Lightning Storms in the Cloud (yea, not funny if you're in Ops)
The technology community and cloud enthusiasts were reminded over the weekend—once again—that you need to architect your technology for fail if you’re going to use a cloud hosting provider like Amazon. While there are days when AWS feels like magic to me, every system has its bad moments, and Sunday was AWS EU's turn.
Lightning struck in the cloud on Sunday. Writing that, I can't help but snicker, as Amazon's EU data center was actually struck by lightning, causing a major power outage in one of their availability zones. The strike was powerful enough to take down even their backup power generators.
Here's what Amazon told customers:
“We understand at this point that a lighting strike hit a transformer from a utility provider to one of our Availability Zones in Dublin, sparking an explosion and fire. Normally, upon dropping the utility power provided by the transformer, electrical load would be seamlessly picked up by backup generators. The transient electric deviation caused by the explosion was large enough that it propagated to a portion of the phase control system that synchronizes the backup generator plant, disabling some of them. Power sources must be phase-synchronized before they can be brought online to load. Bringing these generators online required manual synchronization. We’ve now restored power to the Availability Zone and are bringing EC2 instances up. We’ll be carefully reviewing the isolation that exists between the control system and other components. The event began at 10:41 AM PDT with instances beginning to recover at 1:47 PM PDT.”
If you happened to home your applications in the region that was affected, or if you have a critical single point of failure there, you were down. Furthermore, if you didn't have capacity outside of Amazon EU, you might have suffered as those affected tried to spin up in the region’s other zones. If you needed more capacity, it may have been hard.
At Mashery, we've been an AWS customer for a long time. While we are still big fans of it, we also need to run a highly available service. Thus, our product and service is designed for failure of AWS. While we did lose some servers in the affected availability zone, our network automatically routed traffic to alternate locations. Our service, and more importantly, our customers' APIs were continually available.
But it did remind us that lightning does strike, and you need to be prepared for a rainy day in Ops. (Sorry, couldn't help myself.)
Rule #1 in Ops is never talk about an outage because you will somehow cause one.

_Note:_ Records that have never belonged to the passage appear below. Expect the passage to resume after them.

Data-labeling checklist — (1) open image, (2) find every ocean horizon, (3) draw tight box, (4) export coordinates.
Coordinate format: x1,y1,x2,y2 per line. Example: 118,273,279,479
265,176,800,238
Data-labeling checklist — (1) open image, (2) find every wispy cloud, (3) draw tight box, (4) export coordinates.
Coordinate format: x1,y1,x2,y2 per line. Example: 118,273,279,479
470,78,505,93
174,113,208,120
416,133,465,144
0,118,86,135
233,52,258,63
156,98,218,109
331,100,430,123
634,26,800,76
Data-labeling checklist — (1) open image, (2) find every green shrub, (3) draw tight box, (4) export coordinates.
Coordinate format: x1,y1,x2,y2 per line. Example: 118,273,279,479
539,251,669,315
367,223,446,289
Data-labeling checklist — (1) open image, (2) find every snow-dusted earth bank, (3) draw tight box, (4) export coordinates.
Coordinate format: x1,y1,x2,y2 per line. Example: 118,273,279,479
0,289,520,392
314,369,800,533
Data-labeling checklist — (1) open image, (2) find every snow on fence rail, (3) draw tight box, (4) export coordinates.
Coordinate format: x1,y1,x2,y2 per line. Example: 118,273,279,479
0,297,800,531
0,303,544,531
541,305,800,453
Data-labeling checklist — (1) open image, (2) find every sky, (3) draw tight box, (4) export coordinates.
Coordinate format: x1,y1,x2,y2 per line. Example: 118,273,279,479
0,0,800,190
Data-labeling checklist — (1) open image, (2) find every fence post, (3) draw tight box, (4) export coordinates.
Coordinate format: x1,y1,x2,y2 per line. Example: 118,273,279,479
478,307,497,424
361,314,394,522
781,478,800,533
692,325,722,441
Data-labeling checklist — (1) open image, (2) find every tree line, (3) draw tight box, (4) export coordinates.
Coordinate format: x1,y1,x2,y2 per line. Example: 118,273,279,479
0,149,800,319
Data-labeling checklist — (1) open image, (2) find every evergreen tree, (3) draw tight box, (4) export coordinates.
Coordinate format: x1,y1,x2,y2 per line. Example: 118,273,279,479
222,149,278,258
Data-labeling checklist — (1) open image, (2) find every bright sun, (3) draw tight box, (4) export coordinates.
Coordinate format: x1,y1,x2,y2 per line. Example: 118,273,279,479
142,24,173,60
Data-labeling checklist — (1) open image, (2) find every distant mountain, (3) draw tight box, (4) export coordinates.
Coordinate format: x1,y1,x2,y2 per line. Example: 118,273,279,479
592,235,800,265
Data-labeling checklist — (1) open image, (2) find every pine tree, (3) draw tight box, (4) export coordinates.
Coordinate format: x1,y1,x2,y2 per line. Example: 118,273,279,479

After I wrote this yesterday, but before it was posted, Amazon EC2 US East failed for 31 minutes, by our record, due to a major network connectivity outage. Once again, our network managed itself by rerouting traffic and we retained our high availability posture. Unfortunately some of our customers that single home host their APIs on EC2 East went down and many high profile websites (http://tcrn.ch/oqOcrQ) were also effected. Not a fun week in ops shops all over the web and we commiserate with those still recovering.